His hand left a warm imprint there, and was gone again in a second. Annabelle’s awareness of his touch was unsettling and unwanted. She took him quickly back through the house, and they got through a few last polite phrases, then she closed the door behind him and listened with relief to the confident sound of his feet as he loped down the twenty-seven steps.
She spent a shrieking half-hour in the pool with Duncan, got him dried and dressed and settled him with a video.
Then she phoned Alex.
‘I was wondering when you’d call,’ he said stiffly.
‘It’s just on eleven. I wasn’t sure whether to…’ She trailed off, feeling the phone line between them heavy with stony silence. She tried again, newly determined that there had to be a way to get through this. It was ridiculous to call off a marriage permanently because of one meaningless intrusion during the ceremony. They were both mature adults. Alex was almost forty, and she was thirty-two. ‘I really wanted to talk, Alex, but I thought we both needed to cool down after last night. I’m just as angry with Dylan as you are.’
Silence.
‘And if you still think I gave him any cause to make that idiotic objection, then I’m not sure what to do next, because I didn’t, and I’ve told you that, and he’s told you that…’ She paused expectantly.
Silence.
‘Which makes me start to wonder if you were just looking for an excuse.’
‘Don’t be so ridiculous.’
‘So we’ll get married. A small, discreet ceremony, with—’
‘That’s impossible. I’m not going to rehash it again.’
‘Tell me what you’re feeling, Alex!’ she begged him desperately. ‘Just blustering like this, stonewalling anything I say, it’s not telling me anything.’
Silence.
‘Shall I come over to your place, or do you want to come here?’ she suggested.
Silence.
‘Dylan wants to pay for the reception. I told him to talk to you about it.’
‘So you’ve seen him? When have you seen him?’
‘He came round just now. He obviously feels bad.’
‘I can’t believe you’re defending him, and that you talked to him before you talked to me.’
‘I’m not defending him.’ Am I? ‘I’m just letting you know that he’ll probably phone you, too. I don’t know why he came to me first.’
Silence.
‘So, should we talk about—?’
‘There’s absolutely nothing to talk about at all,’ Alex snapped. ‘It’s out of the question to have him pay for the reception.’
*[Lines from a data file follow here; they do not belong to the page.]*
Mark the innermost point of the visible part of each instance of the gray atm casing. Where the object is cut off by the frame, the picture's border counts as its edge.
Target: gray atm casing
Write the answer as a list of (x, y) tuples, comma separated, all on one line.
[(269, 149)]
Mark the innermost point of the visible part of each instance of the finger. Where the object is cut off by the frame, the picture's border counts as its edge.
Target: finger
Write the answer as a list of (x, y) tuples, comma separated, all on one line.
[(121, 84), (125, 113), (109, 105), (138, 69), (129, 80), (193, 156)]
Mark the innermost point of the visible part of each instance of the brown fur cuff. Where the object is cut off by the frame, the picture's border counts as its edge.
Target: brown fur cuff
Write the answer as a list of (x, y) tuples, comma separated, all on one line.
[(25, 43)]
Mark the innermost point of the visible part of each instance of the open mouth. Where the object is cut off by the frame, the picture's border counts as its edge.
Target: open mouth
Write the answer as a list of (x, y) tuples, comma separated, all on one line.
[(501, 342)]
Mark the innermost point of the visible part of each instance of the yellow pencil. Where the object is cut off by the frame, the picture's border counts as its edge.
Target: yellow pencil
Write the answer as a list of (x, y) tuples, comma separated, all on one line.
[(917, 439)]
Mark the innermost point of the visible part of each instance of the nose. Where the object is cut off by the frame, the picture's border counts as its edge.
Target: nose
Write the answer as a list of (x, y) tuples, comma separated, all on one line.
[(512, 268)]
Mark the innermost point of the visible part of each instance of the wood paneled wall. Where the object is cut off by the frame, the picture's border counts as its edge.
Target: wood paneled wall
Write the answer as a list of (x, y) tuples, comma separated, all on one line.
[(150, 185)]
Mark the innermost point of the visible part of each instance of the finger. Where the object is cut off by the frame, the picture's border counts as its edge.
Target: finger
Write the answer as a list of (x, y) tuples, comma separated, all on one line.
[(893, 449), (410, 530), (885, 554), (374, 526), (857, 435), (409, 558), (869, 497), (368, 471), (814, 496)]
‘Well, yes, that’s what I thought, but since it was your money, I didn’t want to—’
‘And it’s out of the question to talk about scheduling another ceremony. I won’t get over this in a hurry, Annabelle. You’re the last person I would have thought the type to trail chaos and melodrama in your wake, but now I’m wondering how many other ex-boyfriends—’
‘Dylan Calford isn’t an—’
‘Or would-be boyfriends I can expect to crawl out of the woodwork. I was embarrassed to the core last night. People, no doubt, are already talking and making conjectures. And I don’t even think I could look at you at the moment, Annabelle.’
The reproachful crash of the slamming phone invaded Annabelle’s left ear, and stinging tears flooded her vision. Today, this hurt in a way it hadn’t hurt last night. Last night she’d been angry, and in shock. Now came the full realisation that Alex had dropped her like a hot coal, as if she were tainted in some way.
He’d almost said as much. He’d called her a ‘type’. Not the type to attract scandal. Not the type to compromise his reputation and his ambitions. Political ambitions. She knew he had them. President of the Australian Medical Association. Queensland State Minister for Health. But she’d believed herself to mean much more to Alex than a suitably well-bred and stain-resistant political wife, just as he meant more to her than a way out of her family problems.
Annabelle stuffed her knuckles into her mouth and sobbed wildly, until she remembered Duncan in the next room. He would be worried and confused if he saw her like this—red-eyed, swollen-nosed. He had a caring little heart, when he stood still long enough for it to show.
She heard the clatter of his feet as he bounced off the couch to come looking for her, and quickly turned to the kitchen sink to wash away the worst of the mess her face was in. By the time he appeared, she was wearing a smile.